One of the most notable benefits of PBNA is the increased security it offers. When using the standard boot process for a PC, protection is reduced to what is provided by basic Windows security. If that’s all the system relies on, it means the data encryption key has already been exposed in the computer’s memory and is therefore vulnerable to attack. PBNA avoids this type of issue by authenticating the computer before the operating system is booted and before the encryption key is vulnerable.
Additionally, PBNA also offers policy protection. It gives IT Admins the ability to set up management guidelines surrounding device data protection in the pre-boot environment. System updates and policies can be installed without risking security due to requirements to skip authentication on reboots.
How WinMagic can help
WinMagic’s SecureDoc is a highly secure, yet flexible data security solution that enables businesses to comply with privacy and security regulations by protecting sensitive data residing in laptops, desktops, servers and on removable media.

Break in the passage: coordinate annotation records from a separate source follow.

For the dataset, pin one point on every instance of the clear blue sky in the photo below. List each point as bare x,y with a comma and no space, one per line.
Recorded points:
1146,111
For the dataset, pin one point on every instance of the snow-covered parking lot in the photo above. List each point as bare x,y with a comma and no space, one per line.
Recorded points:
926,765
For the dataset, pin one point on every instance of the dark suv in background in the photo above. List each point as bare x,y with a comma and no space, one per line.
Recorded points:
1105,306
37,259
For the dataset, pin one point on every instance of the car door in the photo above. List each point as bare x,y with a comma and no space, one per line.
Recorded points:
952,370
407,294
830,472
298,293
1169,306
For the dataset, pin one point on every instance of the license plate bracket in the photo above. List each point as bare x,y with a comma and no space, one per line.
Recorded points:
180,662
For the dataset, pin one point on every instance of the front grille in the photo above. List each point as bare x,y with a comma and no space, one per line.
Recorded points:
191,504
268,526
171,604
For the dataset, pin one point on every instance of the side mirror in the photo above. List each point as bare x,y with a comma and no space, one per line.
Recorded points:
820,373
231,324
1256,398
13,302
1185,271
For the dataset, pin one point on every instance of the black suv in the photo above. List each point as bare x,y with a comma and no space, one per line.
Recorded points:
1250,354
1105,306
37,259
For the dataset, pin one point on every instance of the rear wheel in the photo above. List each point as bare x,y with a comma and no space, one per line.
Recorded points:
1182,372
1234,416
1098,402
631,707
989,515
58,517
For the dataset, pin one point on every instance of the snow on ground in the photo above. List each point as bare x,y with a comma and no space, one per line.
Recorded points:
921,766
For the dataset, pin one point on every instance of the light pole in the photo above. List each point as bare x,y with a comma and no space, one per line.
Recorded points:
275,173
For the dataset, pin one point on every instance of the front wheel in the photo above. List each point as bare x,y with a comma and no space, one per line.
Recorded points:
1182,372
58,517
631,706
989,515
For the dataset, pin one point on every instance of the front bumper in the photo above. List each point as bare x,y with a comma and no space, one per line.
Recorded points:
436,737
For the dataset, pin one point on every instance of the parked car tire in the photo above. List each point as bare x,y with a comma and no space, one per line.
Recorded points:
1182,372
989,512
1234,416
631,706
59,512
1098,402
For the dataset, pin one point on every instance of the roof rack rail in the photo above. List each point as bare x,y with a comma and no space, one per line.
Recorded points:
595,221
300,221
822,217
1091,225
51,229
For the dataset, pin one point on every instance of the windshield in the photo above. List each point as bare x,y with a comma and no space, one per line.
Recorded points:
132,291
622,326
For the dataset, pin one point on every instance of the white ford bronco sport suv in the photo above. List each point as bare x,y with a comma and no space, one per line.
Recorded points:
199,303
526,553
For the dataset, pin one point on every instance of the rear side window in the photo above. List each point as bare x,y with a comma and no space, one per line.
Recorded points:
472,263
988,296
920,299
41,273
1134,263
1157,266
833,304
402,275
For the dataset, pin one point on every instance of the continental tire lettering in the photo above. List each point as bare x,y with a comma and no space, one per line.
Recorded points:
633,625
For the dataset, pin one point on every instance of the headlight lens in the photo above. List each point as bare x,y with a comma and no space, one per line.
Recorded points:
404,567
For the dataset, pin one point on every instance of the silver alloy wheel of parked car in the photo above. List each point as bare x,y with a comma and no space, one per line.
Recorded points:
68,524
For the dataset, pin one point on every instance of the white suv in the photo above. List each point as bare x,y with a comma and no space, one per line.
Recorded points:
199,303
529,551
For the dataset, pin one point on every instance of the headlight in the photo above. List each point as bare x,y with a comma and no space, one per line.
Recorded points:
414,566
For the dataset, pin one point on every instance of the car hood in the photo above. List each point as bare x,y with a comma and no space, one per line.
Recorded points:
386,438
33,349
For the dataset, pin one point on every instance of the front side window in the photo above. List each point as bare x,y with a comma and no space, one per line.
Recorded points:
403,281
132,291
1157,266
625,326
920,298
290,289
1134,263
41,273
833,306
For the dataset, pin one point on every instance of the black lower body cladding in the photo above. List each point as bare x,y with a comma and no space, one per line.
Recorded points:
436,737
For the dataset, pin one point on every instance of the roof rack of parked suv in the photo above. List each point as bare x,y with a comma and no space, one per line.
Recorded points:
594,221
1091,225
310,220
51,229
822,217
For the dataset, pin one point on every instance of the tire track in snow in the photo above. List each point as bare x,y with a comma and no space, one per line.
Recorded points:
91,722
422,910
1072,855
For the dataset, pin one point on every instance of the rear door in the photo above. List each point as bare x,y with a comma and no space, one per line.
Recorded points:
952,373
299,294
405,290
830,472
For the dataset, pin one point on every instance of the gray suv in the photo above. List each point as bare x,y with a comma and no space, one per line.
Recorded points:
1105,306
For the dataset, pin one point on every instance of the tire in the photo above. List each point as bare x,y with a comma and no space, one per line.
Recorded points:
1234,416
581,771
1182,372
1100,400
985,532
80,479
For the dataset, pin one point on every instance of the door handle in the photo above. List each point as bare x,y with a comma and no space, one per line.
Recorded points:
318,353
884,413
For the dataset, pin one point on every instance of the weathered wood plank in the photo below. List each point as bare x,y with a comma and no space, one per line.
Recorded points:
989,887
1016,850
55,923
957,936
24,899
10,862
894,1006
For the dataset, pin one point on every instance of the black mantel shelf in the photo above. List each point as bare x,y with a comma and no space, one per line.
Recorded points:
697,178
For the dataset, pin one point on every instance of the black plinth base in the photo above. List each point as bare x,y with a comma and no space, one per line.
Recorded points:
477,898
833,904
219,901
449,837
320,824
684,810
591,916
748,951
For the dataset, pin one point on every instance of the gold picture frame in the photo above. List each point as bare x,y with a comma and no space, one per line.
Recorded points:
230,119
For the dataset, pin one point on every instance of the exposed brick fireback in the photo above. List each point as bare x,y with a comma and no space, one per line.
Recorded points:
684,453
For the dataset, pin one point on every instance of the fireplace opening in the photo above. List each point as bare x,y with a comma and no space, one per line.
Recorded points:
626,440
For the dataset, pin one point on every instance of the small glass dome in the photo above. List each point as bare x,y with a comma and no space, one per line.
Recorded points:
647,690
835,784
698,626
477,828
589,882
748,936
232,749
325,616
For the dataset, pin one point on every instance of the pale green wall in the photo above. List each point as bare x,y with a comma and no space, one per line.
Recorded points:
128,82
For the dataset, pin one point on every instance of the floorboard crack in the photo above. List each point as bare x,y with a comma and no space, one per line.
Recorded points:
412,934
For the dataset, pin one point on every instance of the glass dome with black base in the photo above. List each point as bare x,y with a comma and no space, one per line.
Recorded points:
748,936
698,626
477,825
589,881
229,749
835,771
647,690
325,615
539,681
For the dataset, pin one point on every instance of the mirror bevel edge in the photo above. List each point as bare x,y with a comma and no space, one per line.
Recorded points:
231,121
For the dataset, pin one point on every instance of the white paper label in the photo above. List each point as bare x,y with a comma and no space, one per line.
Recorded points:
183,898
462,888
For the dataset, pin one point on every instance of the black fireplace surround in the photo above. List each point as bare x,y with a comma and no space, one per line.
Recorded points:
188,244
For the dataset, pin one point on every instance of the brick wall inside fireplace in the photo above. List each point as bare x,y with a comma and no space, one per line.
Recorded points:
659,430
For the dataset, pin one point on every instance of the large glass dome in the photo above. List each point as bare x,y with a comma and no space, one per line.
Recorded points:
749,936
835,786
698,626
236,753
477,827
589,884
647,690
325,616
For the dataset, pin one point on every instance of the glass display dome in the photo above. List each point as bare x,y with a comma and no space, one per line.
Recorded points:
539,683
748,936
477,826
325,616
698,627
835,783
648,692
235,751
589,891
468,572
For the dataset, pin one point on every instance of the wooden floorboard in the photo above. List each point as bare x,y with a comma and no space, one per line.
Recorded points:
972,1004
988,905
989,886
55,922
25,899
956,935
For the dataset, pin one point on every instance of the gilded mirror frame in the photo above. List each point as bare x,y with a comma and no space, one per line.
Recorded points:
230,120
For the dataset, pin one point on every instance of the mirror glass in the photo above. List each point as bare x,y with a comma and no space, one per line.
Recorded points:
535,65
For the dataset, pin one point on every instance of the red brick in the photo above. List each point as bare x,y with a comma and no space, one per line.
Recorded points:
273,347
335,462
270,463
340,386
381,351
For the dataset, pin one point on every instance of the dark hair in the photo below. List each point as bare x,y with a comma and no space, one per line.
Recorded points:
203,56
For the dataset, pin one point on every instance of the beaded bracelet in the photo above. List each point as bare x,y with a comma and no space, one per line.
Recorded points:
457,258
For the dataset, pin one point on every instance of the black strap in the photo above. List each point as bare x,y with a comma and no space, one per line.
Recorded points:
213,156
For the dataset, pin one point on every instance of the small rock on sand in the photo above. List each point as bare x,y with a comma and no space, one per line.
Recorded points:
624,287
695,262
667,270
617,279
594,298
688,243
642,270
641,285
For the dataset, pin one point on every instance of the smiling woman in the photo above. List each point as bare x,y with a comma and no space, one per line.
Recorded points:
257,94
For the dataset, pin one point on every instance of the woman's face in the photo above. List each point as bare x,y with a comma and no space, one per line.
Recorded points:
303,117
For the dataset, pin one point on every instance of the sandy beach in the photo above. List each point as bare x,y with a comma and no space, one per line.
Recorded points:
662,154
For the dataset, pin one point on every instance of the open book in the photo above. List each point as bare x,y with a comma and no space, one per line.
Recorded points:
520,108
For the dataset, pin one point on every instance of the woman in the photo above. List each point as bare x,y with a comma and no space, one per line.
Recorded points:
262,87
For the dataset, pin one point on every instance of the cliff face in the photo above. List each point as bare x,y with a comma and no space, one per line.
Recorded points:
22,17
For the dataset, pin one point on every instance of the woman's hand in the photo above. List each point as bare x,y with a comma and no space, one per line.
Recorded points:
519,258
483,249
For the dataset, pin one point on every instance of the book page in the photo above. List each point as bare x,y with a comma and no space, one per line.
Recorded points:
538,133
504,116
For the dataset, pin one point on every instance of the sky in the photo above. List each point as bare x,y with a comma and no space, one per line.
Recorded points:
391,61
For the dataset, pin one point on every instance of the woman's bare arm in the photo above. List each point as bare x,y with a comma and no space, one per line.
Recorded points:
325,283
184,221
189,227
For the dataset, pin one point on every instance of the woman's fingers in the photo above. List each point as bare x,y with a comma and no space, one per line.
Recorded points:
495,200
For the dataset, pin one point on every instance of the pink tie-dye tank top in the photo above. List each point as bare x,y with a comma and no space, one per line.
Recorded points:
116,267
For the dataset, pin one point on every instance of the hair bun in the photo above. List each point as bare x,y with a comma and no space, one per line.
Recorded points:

Easily deployed, SecureDoc maintains end user productivity and ensures maximum security and transparency in regular work flow while allowing businesses to deal with the heterogeneous nature of their IT environment. SecureDoc places all security-related management under one centralized enterprise server including policies, password rules, and the manageability of encryption across PC, Mac and Linux platforms alike.
SecureDoc is the only data encryption and management solution that allows for pre-boot network authentication through its PBConnex feature. PBConnex utilizes network based resources to authenticate users, enforce access controls, and manage end point devices before the operating system loads. This unique and ground-breaking approach to Full Disk Encryption (FDE) management results in significant cost savings for organizations by streamlining both IT management and end user functionality.
PBConnex enables users the convenience of auto-boot with the security of pre-boot authentication. WinMagic is the first FDE vendor to integrate secure network support into the pre-boot environment.